Meier turned her last performance before retiring into a victory lap as the 26-year-old Swiss earned her first major title in front of adoring home fans.
A few hours later, the crowd rose again to acclaim Amodio, a 20-year-old French skater whose showman turn as an arrogant, strutting disco dancer won the men's European title at his first attempt. He had placed 12th at the Vancouver Olympics.
Born in Brazil but adopted as a toddler by a French couple, Amodio sang his anthem with gusto and right hand over his heart before jumping up and down on the top step of the podium with both arms in the air.
"It's a dream that has become reality," said Amodio, who thanked the audience for its support. "Sometimes I couldn't hear the music because they were so loud."
Saturday's individual events provided an emotional end to an otherwise low-key week in which Russia was shut out of the gold medals, one year after going 3-for-4.
Meier's victory was reward for returning after a disappointing Olympic season, and yet more injuries, for a final farewell at home.
Sitting third after Friday's short program, Meier was the last to skate. She dealt calmly with rapidly rising tension in the arena, as expectations of a Swiss victory grew when each of her main rivals fell.
Meier skated error-free to score a total of 170.60 points, edging defending champion Carolina Kostner of Italy by just over two points. Kiira Korpi of Finland took bronze on 166.40.
"It was so hard for me because it was so emotional," said Meier, who buried her face in her hands on completing her career-defining routine.
"Before the free skate I was no nervous. I tried to concentrate and now all the emotions come out."
After landing her opening combination of jumps -- triple lutz-double toeloop-double loop -- Meier never faltered in an expressive routine set to music from the film "Love in the Time of Cholera."
Kostner, a three-time champion, lost her victory chance by falling in both her programs. Her technical skills meant she scored best in the free skate and rose from sixth after the short program.

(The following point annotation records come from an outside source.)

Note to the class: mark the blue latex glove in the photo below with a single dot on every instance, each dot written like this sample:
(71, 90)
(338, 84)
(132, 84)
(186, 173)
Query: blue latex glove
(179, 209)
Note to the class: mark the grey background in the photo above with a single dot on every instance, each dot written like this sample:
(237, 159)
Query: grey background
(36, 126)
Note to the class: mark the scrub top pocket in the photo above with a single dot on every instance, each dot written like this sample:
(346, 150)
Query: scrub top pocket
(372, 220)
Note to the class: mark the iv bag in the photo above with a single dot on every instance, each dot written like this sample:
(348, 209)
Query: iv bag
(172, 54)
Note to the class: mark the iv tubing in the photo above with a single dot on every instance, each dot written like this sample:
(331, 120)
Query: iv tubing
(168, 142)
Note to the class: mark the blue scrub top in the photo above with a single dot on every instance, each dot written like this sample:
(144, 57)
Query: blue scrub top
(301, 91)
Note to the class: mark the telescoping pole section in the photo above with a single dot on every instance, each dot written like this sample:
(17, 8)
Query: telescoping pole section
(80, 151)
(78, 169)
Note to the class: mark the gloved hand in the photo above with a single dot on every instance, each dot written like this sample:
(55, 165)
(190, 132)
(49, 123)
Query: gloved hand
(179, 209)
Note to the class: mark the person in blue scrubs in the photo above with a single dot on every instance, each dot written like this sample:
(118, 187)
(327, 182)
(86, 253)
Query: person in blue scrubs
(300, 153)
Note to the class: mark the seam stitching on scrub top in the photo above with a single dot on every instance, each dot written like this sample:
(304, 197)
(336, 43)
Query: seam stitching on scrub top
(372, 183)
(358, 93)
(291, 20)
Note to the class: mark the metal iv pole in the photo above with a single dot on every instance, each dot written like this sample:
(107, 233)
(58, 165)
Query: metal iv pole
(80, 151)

"I'm very surprised with the result and so happy for Sarah," said Kostner, who denied Meier the European title in 2007 and '08.
Korpi led after the short program but sprawled on the ice landing a triple loop, after also putting her hand to the ice.
Russian teenager Ksenia Makarova, a former United States junior, failed to defend her second-place spot from Friday and finished fourth. Teammate Alena Leonova rose to fifth having been 13th after a poor short program.
However, the Russian national champion could not compete this week. Aged 14, Adelina Sotnikova is not eligible under International Skating Union age rules until the 2013 Europeans.
Amodio brought a teenager's verve on to the rink, showing no tension while defending his lead from Thursday's short program. He concluded his routine -- which did not include a quadruple jump -- with moves to Michael Jackson's "Don't Stop 'Til You Get Enough."
"It's true that I don't yet do a quad for competition, but I will try to do it for the worlds," he said, targeting the Tokyo event in March.
Amodio scored well on step sequences and amassed a total of 226.86 points, fewer than four ahead of compatriot Brian Joubert. The three-time champion had the best free skate to climb from seventh.
Joubert, whose silver extended his streak of European medals to 10 straight years, was Amodio's roommate in the French team hotel.
"It's thanks to this kind of friendship between us, and all the team, that we can perform so well," Joubert said. France also got ice dance gold from Nathalie Pechalat and Fabian Bourzat.
Czech skater Tomas Verner, the 2008 champion, took bronze on 222.60 having also performed to a Jackson medley.
"There's a reason why you skate to Michael Jackson music," Verner said, before Amodio arrived at the official news conference. "Even though you skate bad, people still enjoy the music."